Now my aunt at Elmhurst is responding well to medication. But she is not yet out of the woods. She needs to be tested again if the COVID19 went away. Doctors said she is still contagious and must continue to be isolated. Meanwhile, my other aunt had to continue to hydrate and take immunoboosters big time, to keep the fever at bay.

A disturbing reality these days in NYC is the spate of suicides. This week, two incidents of suicides have been reported in the Upper West Side alone. And the siren of an ambulance that happens too often triggers my worry (I used to be annoyed by sirens in the city).  Another one goes to the ER, I’d reckon and say a prayer.

My thought goes to the thousands of nurses and doctors and staff in the frontlines of this war against an invisible enemy. I am in personal contact with friends and cousins who are nurses and doctors, and indeed could vouch for their alarm on the shortage of PPEs. It is ridiculously true.  The pandemic is not a political concoction of bringing down Pres. Trump, as right-wingers say. Frontliners are dying and they have to be given enough ammunition to fight the virus and save lives. By the end of this contagion, I don’t like to say it, but doctors and nurses may become among the rare species.

New York admittedly had acted late. The US acted late. No wonder it is now horrifyingly the epicenter of this new virus.  Decisive leadership is of the essence. And also, more importantly, community cooperation is needed. People should behave as prescribed – social distancing.

‘Stay at home’ is the rule every person has to follow.

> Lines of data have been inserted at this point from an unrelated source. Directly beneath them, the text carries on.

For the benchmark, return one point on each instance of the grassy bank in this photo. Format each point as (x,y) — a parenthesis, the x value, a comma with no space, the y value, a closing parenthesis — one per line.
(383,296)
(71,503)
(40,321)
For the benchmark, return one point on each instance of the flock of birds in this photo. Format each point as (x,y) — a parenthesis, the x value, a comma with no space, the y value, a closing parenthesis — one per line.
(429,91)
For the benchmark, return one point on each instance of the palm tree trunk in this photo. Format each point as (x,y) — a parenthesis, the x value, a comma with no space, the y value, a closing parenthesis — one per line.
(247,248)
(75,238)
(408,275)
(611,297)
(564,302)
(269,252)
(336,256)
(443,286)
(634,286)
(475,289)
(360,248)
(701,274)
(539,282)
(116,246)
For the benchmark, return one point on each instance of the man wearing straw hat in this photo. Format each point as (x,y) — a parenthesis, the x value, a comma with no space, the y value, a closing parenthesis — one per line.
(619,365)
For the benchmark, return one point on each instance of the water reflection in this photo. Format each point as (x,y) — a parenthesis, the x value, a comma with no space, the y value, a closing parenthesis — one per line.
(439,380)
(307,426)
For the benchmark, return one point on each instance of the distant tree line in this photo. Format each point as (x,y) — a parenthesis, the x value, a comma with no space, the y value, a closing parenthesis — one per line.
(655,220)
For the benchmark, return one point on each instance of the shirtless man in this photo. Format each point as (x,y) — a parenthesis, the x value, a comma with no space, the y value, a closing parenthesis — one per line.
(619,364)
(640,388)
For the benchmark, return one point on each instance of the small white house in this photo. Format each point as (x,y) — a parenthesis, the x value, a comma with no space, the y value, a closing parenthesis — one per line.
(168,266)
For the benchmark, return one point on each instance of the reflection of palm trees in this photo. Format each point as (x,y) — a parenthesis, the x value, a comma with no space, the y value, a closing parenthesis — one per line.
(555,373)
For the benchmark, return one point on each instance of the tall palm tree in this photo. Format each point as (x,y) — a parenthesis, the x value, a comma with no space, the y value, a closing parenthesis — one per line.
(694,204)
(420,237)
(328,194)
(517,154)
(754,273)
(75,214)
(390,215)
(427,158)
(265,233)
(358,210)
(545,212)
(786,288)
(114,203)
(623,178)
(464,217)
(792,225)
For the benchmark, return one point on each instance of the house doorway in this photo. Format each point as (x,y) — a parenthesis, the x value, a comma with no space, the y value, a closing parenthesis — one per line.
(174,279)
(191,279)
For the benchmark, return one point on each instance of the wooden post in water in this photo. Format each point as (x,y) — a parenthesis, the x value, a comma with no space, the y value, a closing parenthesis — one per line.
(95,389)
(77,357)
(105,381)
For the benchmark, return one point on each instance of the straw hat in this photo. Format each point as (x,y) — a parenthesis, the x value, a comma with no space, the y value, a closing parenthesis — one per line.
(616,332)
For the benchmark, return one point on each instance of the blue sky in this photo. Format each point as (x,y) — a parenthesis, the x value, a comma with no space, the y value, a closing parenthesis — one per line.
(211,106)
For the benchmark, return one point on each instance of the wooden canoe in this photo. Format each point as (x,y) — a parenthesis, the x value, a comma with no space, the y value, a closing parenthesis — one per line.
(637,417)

It is both simple and difficult, because New Yorkers are used to moving about so much. But this is the simplest contribution each one of us could do to contain the pandemic. Of course, wearing gloves and masks are a must as well.

Government projects that the worst is yet to come in the months of April and May. So, I sigh, God help us. And we have to be responsible too.

On the brighter side, locking down New York means having to keep the house immaculately clean and to change perspectives – that all we need is to be clean, to have only the essentials – food, water, vitamins, and to exercise (thanks to my nieces in Cebu who dance the tick tock like they’re my dance coaches!).

Money may not even be a main worry now, especially if rent and mortgages are suspended further. In New York these days, what matters is a clean home, a kindly relationship, and enough food supply. Hopefully, we all will become better after learning the lessons a virus has taught us.